"What’s Terrible" by Martha Silano

 
 

What’s Terrible
~ after Dorianne Laux

When the alpenglow fades and the ridicule flares. When the morass appears, three-quarters pestilence, one-quarter shale. A whining moth that morphs to a motif. A manager defending a pervert. A mandate to spray Roundup. A flea soiree. Flawed soil. When the moor is too briquette to sleep. When the stripes are too broad to see the rorqual for the Cyamus. A broken fin. Downturn far enough to throb. Jettison when it loses its riffle. Nonsense you can’t plait. A ridiculing jester, harder to listen to than traitors, than sitars at a Lunatic Éclair Siege.

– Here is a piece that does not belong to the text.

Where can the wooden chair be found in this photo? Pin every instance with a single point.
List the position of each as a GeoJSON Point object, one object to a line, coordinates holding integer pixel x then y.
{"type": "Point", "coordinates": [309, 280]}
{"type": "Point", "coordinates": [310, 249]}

When the ATM eats your cardigan, your caress. You forgot to charge your phone. The plantains didn’t align. You need chemo, but CVS is flush out of toxins. Fleapits. Wastelands. Horsewhips. No map, no toilet paper, no headlamp. The sound of windbags through pineapple groves. The scent of Vieux Boulogne. The menacing shadows of sycamores.

Martha Silano

Martha Silano is the author of five books of poetry, including Gravity Assist (Saturnalia Books, 2019). Her poems have recently appeared in Colorado Review, Alaska Quarterly Review, Southern Indiana Review, and Bennington Review. She teaches at Bellevue College.